インターネット上のIPアドレスが不足したことから開発されたIPv6を導入することは、ネットワークを運用する事業者だけでなく、ユーザーにも将来的なメリットがあります。
老舗プロバイダであるASAHIネットを使う時にも、IPv6を利用した接続はもちろん可能。
今回は、ASAHIネットのIPv6はどのようなものか、そしてどのようにASAHIネットのIPv6を導入すればいいのかという疑問に対する回答となります。

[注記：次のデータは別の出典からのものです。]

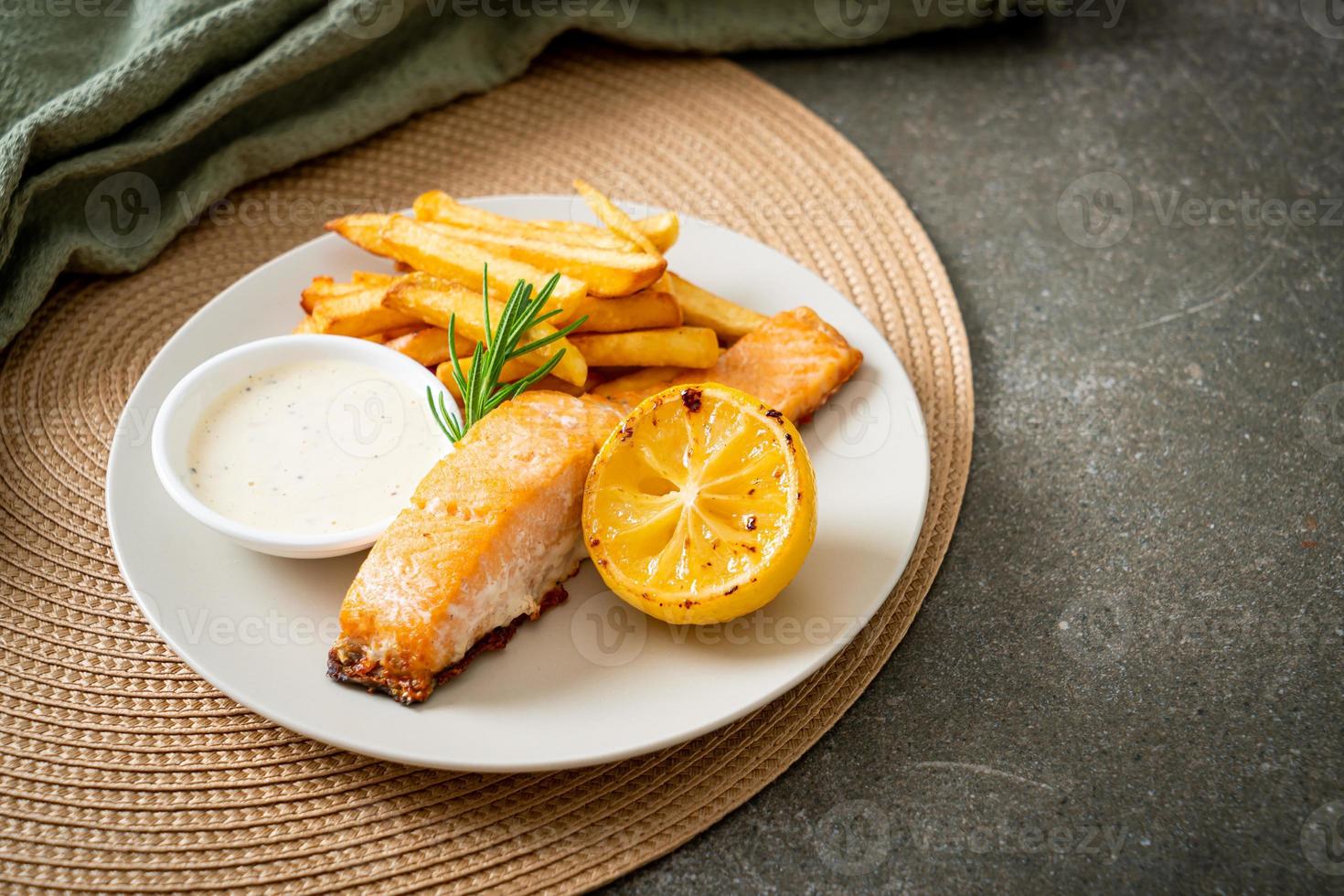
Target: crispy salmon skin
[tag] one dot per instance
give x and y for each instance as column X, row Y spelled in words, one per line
column 491, row 531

では、ASAHIネットのIPv6について見てみましょう。
目次
ASAHIネット光IPv6の環境構築方法
ASAHIネットのIPv6はどのようなものか。ASAHIネットIPv6の環境はどうやって構築しますか?
ASAHIネットは自社がVNE事業者
多くのプロバイダがVNE事業者を使って仮想的にIPv6を提供していますが、ASAHIネットは自社がVNE事業者のようになっており、IPv6ネットワークを運用保守しているので別のVNE事業者を使う必要はありません。

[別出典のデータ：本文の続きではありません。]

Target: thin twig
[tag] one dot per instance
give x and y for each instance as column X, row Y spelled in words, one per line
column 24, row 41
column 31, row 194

もちろんプロバイダがVNE事業者を使えば、コストを削減して運用保守の手間がかからないため、プロバイダとしても気軽にIPv6を導入できます。
しかし、ASAHIネットは質の高いネットワークや固定IPアドレスの提供といった、よりプロフェッショナルなサービスを展開しているので、IPv6ネットワークの構築にも妥協しなかったようです。

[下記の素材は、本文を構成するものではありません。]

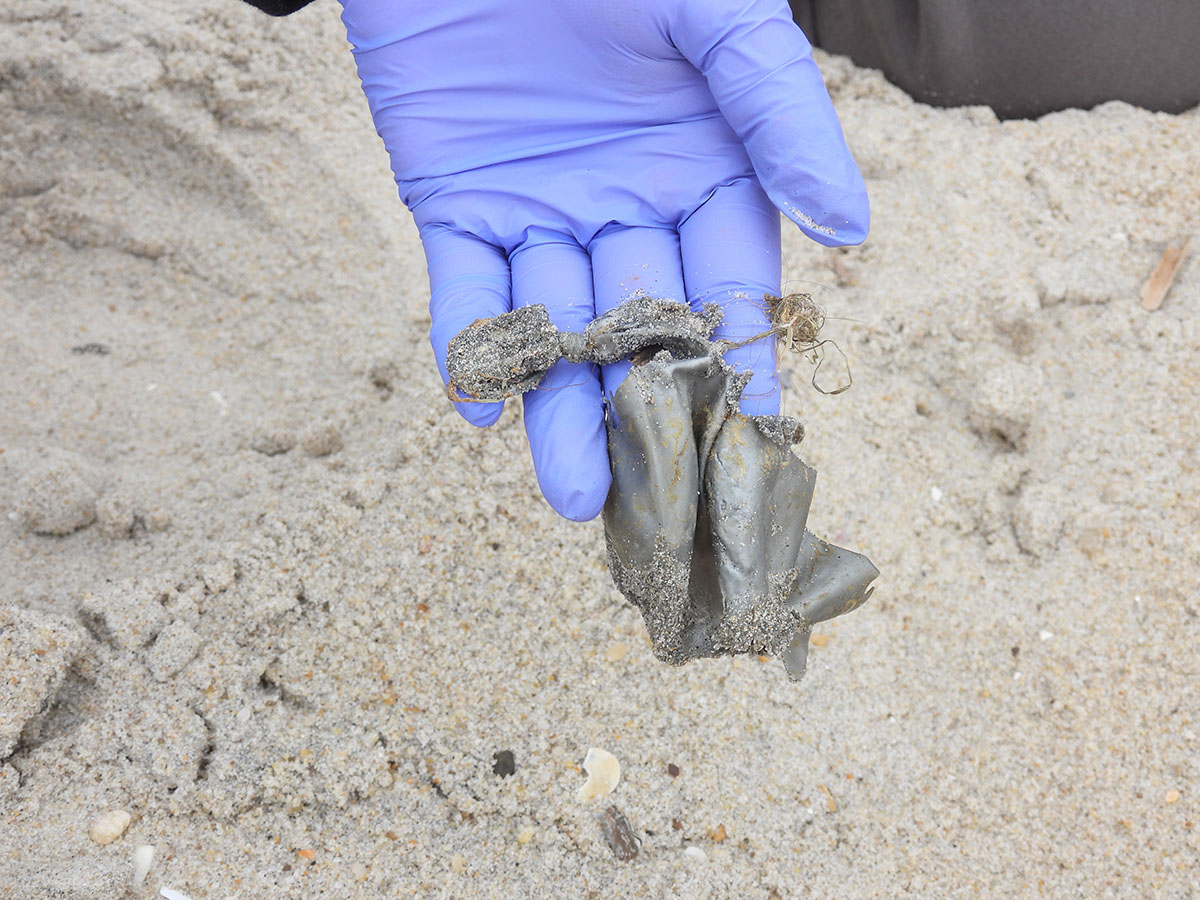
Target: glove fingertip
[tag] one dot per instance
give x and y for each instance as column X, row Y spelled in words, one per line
column 481, row 415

なので、ASAHIネットのIPv6ネットワーク図はIPv4 PPPoEの時と同じような図になります。
ユーザーは別のVNE事業者が運営するIPv6を使うのではなく、ASAHIネットのIPv6ネットワークに直接接続します。
ASAHIネット光のIPv6は本当のデュアルスタック
デュアルスタックとは、二つの技術を組み合わせることを言います。多くのプロバイダが採用しているv6プラスやtransixなどのIPv6接続方式は、IPv4パケットをIPv6パケットにカプセル化してIPv6ネットワークに通します(IPv4 over IPv6)。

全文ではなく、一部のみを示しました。